Internal videos have three sources:
(a) We are born with a full array of habits and addictions which manifest themselves as we mature.
(b) We take video-movies of individuals we admire, copying their patterns of thoght, speech and behavior. It is very common that people copy middos in this way from their parents, teachers, and favorite television characters. Children also copy the middos of their closest friends or those they perceived to be heroic or “cool” at school or extracurricular events.
(c) We may show ourselves commercials for patterns of thought, speech or behavior that we wish to internalize. This is where the mitzvah system comes in to play. Mitzvahs are commercials which cultivate appropriate internal videos. Eah mitzvah develops a different aspect of human behavior. Mitzvahs create appropriate internal videos even if we aren’t aware of the proces, although being aware of the process accelerates it and permits us precise control over exactly how we want the final video to look.
Item C above is thrilling, for it accurately implies that human character is malleable. By editing our internal videos (or, in the language of the Talmud, by “working on our middos”), we can eliminate any addiction or bad habit – be it a pattern of thought, speech or behavior. We can also plant, deeply in our personality, any positive pattern of thought, speech or behavior.
There is even more to be thrilled about, however.
While secular psychologists say that a variety of therapies succeed in changing people superficially, authorities agree that these changes exist only in the most exterior layers of human personality, and under stress the patient will likely revert to his deeply rooted habits and addictions. Thus, a participant in an Alcoholics Anonymous or Overeathres Anonymous meeting will introduce himself by saying, “Hello, my name is Fred, and I am a recoverng alcoholic [or overeater].” He will refer to himself as “recovering” even if he has not touched alcohol or overeaten for fifteen years, for there is a sober realization among psychologists taht they can never rip the addiction or bad habit out by its roots. The best they can do is erase it from the surface of human behavior and protect the individual from the sorts of stresses that might reveal the lingering roots.
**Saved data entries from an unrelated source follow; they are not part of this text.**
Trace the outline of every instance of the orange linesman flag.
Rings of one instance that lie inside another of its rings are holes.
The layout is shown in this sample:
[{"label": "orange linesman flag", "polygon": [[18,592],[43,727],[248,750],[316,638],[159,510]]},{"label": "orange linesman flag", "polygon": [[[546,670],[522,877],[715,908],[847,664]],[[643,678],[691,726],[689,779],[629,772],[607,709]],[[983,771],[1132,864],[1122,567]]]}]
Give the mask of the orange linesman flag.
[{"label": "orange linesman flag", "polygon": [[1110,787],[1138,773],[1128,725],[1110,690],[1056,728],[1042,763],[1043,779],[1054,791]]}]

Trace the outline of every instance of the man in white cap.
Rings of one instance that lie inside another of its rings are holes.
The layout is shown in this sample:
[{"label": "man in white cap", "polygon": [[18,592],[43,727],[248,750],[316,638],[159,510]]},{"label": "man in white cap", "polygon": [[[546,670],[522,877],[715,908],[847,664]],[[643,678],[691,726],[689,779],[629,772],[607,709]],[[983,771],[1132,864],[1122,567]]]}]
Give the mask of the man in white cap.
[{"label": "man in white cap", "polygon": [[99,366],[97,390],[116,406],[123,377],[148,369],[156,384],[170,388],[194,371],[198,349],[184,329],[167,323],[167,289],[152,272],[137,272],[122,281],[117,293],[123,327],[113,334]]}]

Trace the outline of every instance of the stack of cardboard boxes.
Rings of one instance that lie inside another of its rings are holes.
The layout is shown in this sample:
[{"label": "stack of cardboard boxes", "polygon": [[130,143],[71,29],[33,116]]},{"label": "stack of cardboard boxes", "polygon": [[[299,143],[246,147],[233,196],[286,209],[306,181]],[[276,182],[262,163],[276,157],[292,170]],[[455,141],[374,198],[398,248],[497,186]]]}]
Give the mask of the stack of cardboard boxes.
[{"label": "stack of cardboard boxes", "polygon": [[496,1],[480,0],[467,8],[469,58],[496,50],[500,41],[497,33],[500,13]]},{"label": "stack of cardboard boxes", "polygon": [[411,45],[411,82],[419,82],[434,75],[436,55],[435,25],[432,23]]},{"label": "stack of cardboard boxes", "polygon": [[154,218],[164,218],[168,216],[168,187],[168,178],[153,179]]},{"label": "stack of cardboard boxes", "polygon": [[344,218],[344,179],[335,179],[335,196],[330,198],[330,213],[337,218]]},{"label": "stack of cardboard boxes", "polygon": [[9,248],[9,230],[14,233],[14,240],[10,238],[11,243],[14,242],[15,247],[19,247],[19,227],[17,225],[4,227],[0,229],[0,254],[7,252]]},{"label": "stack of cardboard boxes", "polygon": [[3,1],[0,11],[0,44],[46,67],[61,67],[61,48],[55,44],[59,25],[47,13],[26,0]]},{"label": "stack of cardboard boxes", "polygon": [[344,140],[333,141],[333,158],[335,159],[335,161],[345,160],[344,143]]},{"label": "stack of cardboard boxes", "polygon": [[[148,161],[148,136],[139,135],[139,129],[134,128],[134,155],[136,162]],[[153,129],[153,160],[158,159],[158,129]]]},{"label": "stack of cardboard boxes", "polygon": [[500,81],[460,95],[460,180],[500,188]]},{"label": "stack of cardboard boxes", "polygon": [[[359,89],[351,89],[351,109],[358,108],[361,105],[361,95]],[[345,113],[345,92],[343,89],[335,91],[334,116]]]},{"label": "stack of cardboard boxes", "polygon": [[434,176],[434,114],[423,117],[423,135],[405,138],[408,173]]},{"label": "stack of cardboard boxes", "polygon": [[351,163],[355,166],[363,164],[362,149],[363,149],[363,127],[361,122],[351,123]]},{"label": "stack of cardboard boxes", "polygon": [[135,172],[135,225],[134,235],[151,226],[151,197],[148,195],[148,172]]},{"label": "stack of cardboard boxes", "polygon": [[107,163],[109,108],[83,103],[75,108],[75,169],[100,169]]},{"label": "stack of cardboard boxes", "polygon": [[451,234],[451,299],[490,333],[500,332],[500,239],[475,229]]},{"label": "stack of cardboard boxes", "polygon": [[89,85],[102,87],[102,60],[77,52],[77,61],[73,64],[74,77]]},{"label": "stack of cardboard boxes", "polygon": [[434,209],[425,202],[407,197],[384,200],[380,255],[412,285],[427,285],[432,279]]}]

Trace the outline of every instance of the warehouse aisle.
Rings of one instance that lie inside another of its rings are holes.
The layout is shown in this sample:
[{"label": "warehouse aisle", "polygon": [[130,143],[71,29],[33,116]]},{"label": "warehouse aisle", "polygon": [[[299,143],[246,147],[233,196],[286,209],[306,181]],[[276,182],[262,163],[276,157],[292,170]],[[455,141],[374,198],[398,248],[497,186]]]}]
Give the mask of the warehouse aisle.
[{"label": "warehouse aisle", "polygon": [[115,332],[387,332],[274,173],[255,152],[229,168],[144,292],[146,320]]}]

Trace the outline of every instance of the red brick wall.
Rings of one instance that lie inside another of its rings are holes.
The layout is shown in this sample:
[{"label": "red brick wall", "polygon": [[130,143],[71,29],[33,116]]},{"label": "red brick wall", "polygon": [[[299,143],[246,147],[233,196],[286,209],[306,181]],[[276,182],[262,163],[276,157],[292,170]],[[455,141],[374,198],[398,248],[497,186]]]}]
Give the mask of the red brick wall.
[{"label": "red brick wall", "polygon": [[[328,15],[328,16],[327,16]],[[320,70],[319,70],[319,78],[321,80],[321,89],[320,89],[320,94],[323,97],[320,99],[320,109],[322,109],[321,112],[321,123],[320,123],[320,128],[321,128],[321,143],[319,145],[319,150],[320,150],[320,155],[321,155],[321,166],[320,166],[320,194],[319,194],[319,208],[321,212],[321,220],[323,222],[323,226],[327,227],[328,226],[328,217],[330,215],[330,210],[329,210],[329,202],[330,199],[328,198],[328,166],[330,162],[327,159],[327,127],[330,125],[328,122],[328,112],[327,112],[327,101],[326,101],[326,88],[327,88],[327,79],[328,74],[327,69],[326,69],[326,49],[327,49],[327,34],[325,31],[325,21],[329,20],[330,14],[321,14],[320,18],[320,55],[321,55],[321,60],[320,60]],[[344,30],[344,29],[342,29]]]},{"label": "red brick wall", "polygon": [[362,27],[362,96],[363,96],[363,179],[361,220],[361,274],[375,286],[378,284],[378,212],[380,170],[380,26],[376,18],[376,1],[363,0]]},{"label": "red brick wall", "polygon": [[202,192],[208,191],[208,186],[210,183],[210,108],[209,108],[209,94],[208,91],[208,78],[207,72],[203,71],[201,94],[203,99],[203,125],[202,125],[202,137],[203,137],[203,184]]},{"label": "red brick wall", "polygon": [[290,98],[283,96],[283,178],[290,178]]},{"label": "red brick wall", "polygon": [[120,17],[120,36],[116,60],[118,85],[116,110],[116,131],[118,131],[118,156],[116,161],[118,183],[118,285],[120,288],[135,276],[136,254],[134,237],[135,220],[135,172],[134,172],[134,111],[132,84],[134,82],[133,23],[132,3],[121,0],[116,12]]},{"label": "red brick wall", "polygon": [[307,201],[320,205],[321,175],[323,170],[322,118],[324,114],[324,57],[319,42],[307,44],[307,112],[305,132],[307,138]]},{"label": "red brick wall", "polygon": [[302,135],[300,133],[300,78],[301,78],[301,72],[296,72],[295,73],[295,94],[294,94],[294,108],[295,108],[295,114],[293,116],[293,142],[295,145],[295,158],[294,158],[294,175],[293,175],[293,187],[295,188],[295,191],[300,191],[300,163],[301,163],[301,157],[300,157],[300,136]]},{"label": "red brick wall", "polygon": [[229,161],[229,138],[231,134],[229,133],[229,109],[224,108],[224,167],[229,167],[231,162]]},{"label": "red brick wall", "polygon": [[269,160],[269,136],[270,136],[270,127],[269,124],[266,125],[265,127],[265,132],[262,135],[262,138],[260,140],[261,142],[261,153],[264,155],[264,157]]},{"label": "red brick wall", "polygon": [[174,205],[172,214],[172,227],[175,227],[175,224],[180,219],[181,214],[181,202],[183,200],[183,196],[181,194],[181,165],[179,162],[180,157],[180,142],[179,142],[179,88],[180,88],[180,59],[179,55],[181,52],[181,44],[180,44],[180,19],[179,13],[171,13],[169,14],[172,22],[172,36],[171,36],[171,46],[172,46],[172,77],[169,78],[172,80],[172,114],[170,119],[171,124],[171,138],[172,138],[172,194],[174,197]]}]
Using Torah, we can accomplish much more. The mitzvah system, when handled by an expert, can entirely root out unwanted middos and replace them with desired middos. I don’t refer to myself as a “recovering secularist.” In the few areas where I have worked on my middos, I am a religious Jew… to the core. Moreover, because Torah works on the human being at such a deep level, the results are absolutely permanent. A person who, for example, overcomes anger and develops patience using the Torah system is really like someone who was born patient. There is no trace whatsoever of the former, inappropriate middah.
In the next note I hope to write a little about seven bsic middos that exist in spiritually healthy people. Until then, continue practicing the exercise of leaving a little food and drink over.